Çetenin tümü şüphe girdabına böyle kapılır. Koşulsuz sadakat ve güven ihtiyacı arttıkça en küçük bir hataya bile tahammül edilemeyen, kimsenin kimseye güvenmediği bir arafta kalma hali oluşur. Ne reis üyelerine güvenir, ne de üyeler reise. Reis, birinin üstünü çizmeye görsün, üyelerin tümü “çakal sürüsü” gibi üstüne atlarlar. Kim dişlerini geçirip daha büyük parçayı koparırsa, hem reisin güvenini kazanacağını hem de üzerine yönelebilecek kuşkulardan sıyrılabileceğini düşünür.

SUÇUN PARÇASI OLURLAR

Herkesin bir anda dosttan düşmanlığa geçebildiği bu hal, çetenin ihanetlere ve sızmalara da en açık olduğu zamandır. Çetenin güven/ güvenlik arayışı, kendini kanıtlayanın hızla yükselip merkeze yakınlaşabileceği paradoks bir geçirgenlik yaratır. Reis, yeni yüzlere ihtiyaç duyar ve tersine ihanetlere. Ajan olarak girdiği suç örgütünde yükselip suçun parçası olanlar olur.

Güçlendikçe zayıflayan, zayıfladıkça daha çok güç arayışına giren çete giderek reisi ve üyelerini aşan, onlardan bağımsız bir “organizma” haline gelir. Artık bireyler değil örgüt önemli hale gelir. Örgüt içi güç savaşı bir hak savaşı olarak kendini gösterir. En büyük suçları ben işledim öyle ise en yüksek yetki bende olmalı ile yükselmek ve yetkilenmek için daha büyük suç işlemeliyim arzusu “içerdeki kuşkuyu” daha da boğucu hale getirir. Veliaht mücadelesinin başlaması örgütün artık bireyleri aştığının kanıtıdır. Kimin örgütü daha iyi yöneteceği sorusunun önemli olduğu zaman örgütün en zayıf olduğu andır.

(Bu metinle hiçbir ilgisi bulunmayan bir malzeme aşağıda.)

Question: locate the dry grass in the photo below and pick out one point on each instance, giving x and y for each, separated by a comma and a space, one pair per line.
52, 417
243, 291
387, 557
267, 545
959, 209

Merkezileşen güç karşıtlarını da cezbeder. Onu yıkmak isteyenler bile ancak o güce sahip olurlarsa başarabileceklerini düşünmeye başlarlar. Azılı suçlularla yasa dışına çıkarak mücadele eden “kahraman” imgesinin yükseldiği zamanlar, örgütün son zamanlarıdır. Bu son içinde başlangıcı taşır. Örgüt artık içinden çıktığı düzenin tümünü kaplamış, kendisi artık “yeni düzen”, “yeni yasa” olmuş demektir.